Researching the word ‘Jerk’ has been interesting, with different meanings in different countries, it is even used as a boys name in Scandinavia although they do put an ‘h’ behind the ‘J’ (Jherk). Here in the UK we would be most offended if some was to call us a ‘jerk’!
In the Caribbean the word Jerk is used to describe a cooking method native to Jamaica but used throughout the islands. The meat is dry rubbed or wet marinated with a hot mix of spice & peppers. Jerk seasoning was traditionally applied to pork and chicken. However these days people use it for all sorts of meats and fish as well. Jerk seasoning principally relies upon a few key ingredients scotch bonnet peppers, allspice, cloves, cinnamon, nutmeg, thyme, garlic, brown sugar and salt.
To ensure the item you were marinading absorbed the full flavour of the marinade mix you would ‘jook’ or do the jerking, this means to ‘poke’ the meat, making holes so that the flavour could be more easily absorbed.
Personally we tend to use two ways either the above or make cuts in the meat or fish. (Diagonal slices about ⅓ of the way in the meat).
Making your own jerk marinade can be fun and rewarding, playing with the heat value to get it right so that you can still enjoy all the flavours takes a little practice. A word of warning, scotch bonnets should be handled with respect and always use rubber gloves!

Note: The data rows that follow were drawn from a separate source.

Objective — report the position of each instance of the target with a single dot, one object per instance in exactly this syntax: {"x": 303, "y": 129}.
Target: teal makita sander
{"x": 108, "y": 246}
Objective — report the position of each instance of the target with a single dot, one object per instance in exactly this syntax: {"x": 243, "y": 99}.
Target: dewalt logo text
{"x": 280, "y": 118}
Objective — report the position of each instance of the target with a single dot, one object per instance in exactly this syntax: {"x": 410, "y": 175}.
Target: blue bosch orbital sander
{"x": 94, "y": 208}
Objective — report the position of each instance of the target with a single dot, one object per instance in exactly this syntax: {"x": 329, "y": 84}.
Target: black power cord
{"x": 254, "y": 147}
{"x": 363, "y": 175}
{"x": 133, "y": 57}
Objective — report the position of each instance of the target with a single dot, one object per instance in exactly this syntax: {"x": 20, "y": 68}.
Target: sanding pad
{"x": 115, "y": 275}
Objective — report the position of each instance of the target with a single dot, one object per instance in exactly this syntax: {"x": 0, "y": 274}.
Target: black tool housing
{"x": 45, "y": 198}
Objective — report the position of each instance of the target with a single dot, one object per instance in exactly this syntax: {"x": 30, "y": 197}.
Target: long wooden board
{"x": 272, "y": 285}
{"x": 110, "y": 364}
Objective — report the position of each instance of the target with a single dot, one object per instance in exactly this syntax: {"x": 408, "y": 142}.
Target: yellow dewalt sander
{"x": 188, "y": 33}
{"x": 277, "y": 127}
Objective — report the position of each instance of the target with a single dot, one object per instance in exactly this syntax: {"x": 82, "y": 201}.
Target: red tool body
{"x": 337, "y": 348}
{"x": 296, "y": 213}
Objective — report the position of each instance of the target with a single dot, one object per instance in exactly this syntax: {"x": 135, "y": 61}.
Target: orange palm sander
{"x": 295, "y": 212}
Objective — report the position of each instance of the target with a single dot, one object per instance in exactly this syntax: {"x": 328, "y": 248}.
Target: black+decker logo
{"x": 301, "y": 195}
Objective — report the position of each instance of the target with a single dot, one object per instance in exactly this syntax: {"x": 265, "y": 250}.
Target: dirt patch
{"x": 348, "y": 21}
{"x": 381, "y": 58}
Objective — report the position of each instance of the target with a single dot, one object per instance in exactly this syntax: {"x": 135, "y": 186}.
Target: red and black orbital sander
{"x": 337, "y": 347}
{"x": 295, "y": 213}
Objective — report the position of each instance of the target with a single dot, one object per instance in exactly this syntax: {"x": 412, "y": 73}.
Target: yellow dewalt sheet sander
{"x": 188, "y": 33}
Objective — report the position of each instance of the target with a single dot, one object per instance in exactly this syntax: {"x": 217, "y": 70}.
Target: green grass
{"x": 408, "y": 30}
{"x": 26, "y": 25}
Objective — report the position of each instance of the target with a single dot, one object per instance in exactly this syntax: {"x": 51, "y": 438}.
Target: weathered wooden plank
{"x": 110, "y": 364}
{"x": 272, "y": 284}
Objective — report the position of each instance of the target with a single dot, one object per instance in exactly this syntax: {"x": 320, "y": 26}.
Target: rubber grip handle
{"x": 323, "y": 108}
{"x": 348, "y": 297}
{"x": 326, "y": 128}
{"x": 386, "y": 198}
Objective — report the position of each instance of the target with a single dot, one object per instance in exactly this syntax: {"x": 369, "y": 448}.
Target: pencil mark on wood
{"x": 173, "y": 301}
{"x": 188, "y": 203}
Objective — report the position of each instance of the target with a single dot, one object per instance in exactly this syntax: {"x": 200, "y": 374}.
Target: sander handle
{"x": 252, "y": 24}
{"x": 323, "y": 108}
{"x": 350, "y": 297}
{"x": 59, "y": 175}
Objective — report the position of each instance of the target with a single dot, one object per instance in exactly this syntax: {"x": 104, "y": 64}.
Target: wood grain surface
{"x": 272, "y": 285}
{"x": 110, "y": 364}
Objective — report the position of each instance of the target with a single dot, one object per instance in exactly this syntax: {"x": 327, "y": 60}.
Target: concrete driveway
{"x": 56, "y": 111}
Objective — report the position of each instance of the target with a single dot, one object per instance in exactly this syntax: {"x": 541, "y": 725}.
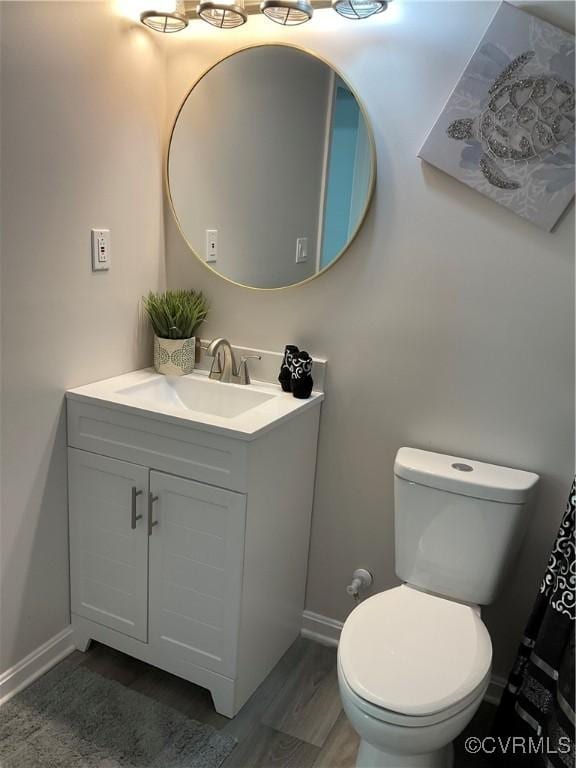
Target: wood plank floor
{"x": 294, "y": 720}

The cooking technique of jerking as well as the results that produces has evolved over time from using pit fires to old oil barrel halves as the container of choice around.
Caribbean entrepreneurs seeking to recreate the smoked pit flavour in an easier more portable method came up with a solution to cut oil barrels lengthwise and attach hinges drilling several ventilation holes for the smoke. These barrels are filed with charcoal which enhances the spicy smoky taste.
Most people unless its a special occasion don’t have time to spend hours on preparing the marinade and BBQ’ing the food. Luckily we do have a solution for you :-) Using the Chef Bernie’s Jerk Marinade makes life easy and as long as you get it together the night before, put the marinade on your chosen meat, fish or veggie option, ready for the next evening to either cook in the oven, or grill you will have great results in no more time than it takes to cook a pre packed ready meal!
What to put with your jerked food?
Personally I don’t think you can beat rice ’n’ peas, fried plantain, coleslaw and green fig salad.
All these magical flavours gives you sweet, salty, dry and hot, who could want more in a dish.